The following is an example. In the light system, a data table is diet_items. The main fields are id, schedule_id, meal_order food_id, weight, calory, and so on, each record indicates a diet item in the daily weight loss program (diet + exercise plan) generated for the user. On average, there are more than 10 pieces of data in one plan, and the data volume is very large, it is expected that more than 1 million pieces of data will be generated every day. Therefore, the data is divided into 60 tables based on schedule_id hash, that is, the data is dynamically divided into 60 tables. The table creation Statement of diet_items after table sharding is as follows:
Copy codeThe Code is as follows:
Create table 'diet _ items '(
'Id' int (11) not null AUTO_INCREMENT,
'Schedule _ id' int (11) not null,
'Meals _ order' int (11) not null,
'Food _ id' int (11) default null,
....
KEY id ('id '),
Unique key 'index _ diet_items_on_schedule_id_and_id '('schedule _ id', 'id ')
)
Partition by hash (schedule_id)
PARTITIONS 60;
After Table sharding, schedule_id is required for all locations where diet_items is queried. For example, to obtain all diet_items of a schedule, schedule is used. diet_items, The diet_item that gets an id is also obtained through schedule. diet_items.find (id. There is no problem in generating diet_item because the diet_item is generated in schedule. diet_items.build (data) mode and schedule_id is included in the generation.

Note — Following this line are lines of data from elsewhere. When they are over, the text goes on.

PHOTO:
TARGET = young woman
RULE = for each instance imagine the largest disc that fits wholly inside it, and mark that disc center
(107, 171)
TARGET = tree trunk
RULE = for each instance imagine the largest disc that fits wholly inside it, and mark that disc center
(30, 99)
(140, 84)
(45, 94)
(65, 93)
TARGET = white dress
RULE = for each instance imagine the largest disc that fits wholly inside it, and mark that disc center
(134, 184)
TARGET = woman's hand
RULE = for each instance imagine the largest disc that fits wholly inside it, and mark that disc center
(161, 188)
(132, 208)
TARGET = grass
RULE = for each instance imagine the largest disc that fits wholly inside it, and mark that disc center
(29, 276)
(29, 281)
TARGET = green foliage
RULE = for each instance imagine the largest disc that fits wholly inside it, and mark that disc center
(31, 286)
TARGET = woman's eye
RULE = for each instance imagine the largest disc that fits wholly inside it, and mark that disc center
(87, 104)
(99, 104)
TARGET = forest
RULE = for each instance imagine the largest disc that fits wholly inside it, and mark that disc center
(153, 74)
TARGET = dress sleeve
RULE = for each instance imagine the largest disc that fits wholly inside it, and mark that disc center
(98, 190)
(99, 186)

Observe the newrelic log and find that the update and destroy related requests of diet_item are very slow. After careful analysis, we find that these two operations are very busy because the SQL generated by ActiveRecord does not contain schedule_id. The SQL statement generated by the diet_item update operation ActiveRecord is similar to the update diet_items set... Where id = <id>. The statement generated by diet_item destroy is similar to delete diet_items where id = <id> because schedule_id is not included, mysql scans 60 partition tables to execute one statement, very slow!
After knowing the cause, you can easily change the original update and destroy calls to custom version update and destroy calls.
Change diet_item.update (attributes) to DietItem. where (id: diet_item.id, schedule_id: diet_item.schedule_id). update_all (attributes)
Change diet_item.destroy to DietItem. where (id: diet_item.id, schedule_id: diet_item.schedule_id). delete_all
The generated SQL statements all carry the schedule_id condition, which avoids scanning all partition tables and improves the performance immediately.